金原ひとみさんの最新長編『デクリネゾン』(ホーム社)の表紙には、まさにさまざまな部位に切り分けられた豚の生肉や、内臓を使ったソーセージの写真が使われている。これからデクリネゾンに仕上げられるのだろう。何やらものものしい調理器具もあり、思わずドキッとする見た目だが......作品の中身は血生臭くないのでご安心を。
本作が描くのは、恋愛・家庭・仕事の間で揺れ動く一人の女性だ。アラフォーシングルマザーの小説家・志絵は、中学生の娘の理子と二人で暮らしている。志絵はこれまで、理子の父である最初の夫・吾郎と、二番目の夫・直人との離婚を経験し、今は21歳の大学生・蒼葉と付き合っている。
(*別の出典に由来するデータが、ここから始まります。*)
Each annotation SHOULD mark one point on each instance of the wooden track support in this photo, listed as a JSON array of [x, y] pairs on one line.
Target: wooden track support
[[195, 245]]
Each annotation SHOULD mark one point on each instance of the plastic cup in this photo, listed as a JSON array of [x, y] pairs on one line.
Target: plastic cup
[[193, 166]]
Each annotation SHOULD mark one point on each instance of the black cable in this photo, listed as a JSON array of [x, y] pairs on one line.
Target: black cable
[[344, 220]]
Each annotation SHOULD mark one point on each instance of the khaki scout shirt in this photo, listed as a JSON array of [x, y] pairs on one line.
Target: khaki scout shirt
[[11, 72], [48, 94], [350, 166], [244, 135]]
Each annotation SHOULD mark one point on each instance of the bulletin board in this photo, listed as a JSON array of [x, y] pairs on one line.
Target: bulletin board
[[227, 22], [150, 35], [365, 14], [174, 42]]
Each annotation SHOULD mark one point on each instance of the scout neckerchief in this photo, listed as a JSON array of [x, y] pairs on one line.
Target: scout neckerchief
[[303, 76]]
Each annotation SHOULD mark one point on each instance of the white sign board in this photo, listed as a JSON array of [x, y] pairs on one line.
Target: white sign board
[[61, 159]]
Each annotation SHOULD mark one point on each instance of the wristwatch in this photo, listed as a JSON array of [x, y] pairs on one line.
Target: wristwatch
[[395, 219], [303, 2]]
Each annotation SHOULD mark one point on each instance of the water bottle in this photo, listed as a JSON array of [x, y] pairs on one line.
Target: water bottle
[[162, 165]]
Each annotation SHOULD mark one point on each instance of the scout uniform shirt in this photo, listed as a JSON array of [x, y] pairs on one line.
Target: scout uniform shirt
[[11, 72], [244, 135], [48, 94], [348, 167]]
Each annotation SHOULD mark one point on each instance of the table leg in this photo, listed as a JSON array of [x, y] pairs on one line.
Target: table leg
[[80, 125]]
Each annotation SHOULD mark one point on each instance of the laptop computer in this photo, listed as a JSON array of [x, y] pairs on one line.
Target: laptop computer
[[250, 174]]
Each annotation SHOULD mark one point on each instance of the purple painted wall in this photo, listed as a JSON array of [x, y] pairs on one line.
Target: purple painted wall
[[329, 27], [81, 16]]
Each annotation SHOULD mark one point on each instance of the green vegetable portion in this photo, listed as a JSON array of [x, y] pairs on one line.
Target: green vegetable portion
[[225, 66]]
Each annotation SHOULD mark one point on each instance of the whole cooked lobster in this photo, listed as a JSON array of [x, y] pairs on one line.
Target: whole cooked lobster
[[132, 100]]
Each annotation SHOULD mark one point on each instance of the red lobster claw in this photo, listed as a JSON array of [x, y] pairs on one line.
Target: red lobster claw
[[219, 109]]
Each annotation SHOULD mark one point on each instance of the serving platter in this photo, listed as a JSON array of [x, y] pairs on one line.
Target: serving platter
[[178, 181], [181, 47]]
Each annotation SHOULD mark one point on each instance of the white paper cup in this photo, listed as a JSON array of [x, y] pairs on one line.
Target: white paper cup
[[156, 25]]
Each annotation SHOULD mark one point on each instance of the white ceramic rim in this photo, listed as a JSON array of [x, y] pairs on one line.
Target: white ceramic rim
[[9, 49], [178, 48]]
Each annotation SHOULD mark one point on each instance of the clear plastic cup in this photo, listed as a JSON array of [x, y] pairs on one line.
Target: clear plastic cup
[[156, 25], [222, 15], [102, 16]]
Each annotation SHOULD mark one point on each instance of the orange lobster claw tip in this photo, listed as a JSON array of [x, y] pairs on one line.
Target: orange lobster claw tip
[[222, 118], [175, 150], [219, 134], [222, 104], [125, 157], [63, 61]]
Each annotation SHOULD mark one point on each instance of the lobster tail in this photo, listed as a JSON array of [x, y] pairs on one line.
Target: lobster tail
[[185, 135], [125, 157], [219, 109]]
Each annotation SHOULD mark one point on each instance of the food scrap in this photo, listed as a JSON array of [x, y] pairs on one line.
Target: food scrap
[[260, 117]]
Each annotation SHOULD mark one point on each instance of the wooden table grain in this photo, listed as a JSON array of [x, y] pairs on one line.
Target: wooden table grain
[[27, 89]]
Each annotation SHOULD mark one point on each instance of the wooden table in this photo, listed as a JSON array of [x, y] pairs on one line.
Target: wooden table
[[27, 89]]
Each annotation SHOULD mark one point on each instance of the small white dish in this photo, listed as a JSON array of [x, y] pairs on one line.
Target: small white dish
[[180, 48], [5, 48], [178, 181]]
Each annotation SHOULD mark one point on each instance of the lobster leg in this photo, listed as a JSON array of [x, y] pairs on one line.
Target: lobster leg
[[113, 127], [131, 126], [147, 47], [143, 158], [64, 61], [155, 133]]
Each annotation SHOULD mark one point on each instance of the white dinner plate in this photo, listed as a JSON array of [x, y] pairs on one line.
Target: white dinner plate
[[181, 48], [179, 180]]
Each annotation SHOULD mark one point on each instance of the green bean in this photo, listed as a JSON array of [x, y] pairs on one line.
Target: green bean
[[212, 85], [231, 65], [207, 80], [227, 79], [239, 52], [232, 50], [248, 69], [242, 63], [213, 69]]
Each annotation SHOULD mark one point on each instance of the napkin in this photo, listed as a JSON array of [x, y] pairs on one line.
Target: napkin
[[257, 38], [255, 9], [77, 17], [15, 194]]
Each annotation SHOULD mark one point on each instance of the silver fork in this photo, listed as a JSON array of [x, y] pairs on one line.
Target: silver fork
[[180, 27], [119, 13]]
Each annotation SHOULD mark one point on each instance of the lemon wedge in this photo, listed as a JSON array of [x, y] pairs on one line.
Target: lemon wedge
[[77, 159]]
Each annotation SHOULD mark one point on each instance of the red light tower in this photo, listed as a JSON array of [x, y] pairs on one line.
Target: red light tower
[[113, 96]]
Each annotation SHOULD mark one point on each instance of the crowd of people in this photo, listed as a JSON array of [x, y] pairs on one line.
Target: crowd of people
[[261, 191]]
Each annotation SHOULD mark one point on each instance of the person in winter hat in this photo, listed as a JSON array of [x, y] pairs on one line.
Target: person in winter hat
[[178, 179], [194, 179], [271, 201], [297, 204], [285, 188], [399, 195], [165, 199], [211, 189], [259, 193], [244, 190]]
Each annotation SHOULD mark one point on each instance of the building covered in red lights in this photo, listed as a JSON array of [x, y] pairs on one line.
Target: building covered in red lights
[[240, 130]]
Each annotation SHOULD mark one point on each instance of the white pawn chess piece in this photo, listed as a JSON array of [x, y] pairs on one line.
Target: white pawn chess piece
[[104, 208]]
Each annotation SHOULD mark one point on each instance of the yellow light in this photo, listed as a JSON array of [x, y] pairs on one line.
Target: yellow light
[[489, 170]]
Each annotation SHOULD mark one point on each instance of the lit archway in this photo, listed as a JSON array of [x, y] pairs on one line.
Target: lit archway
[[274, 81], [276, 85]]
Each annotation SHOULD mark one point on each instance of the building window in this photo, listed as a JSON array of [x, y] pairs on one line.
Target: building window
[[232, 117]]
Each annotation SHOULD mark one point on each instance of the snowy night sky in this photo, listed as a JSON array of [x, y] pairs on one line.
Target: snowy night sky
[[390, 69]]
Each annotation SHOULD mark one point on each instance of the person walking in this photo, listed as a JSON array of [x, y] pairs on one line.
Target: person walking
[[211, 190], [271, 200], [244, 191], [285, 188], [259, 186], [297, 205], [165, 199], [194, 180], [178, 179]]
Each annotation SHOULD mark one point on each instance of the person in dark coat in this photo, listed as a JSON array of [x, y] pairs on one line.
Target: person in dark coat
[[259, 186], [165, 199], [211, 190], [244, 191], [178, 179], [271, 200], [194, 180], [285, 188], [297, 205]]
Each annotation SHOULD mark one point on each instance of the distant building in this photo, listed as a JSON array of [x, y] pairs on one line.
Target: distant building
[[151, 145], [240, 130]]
年の差のある恋愛が鮮烈に映るが、母としての娘への思いや、家族のあり方も深く描かれる。さらに、小説家の仕事や出版業界のあれこれがリアルに描かれるのも見どころだ。志絵という一人の女性を通して、恋愛小説・家族小説・お仕事小説の各要素が全てたっぷりと楽しめる。
金原ひとみ:
1983年東京生まれ。2003年『蛇にピアス』で第27回すばる文学賞を受賞。04年、同作で第130回芥川賞を受賞。ベストセラーとなり、各国で翻訳出版される。10年『TRIP TRAP』で第27回織田作之助賞を受賞。12年『マザーズ』で第22回Bunkamuraドゥマゴ文学賞を受賞。20年『アタラクシア』で第5回渡辺淳一文学賞を受賞。21年『アンソーシャル ディスタンス』で第57回谷崎潤一郎賞を受賞。他『パリの砂漠、東京の蜃気楼』、『ミーツ・ザ・ワールド』等がある。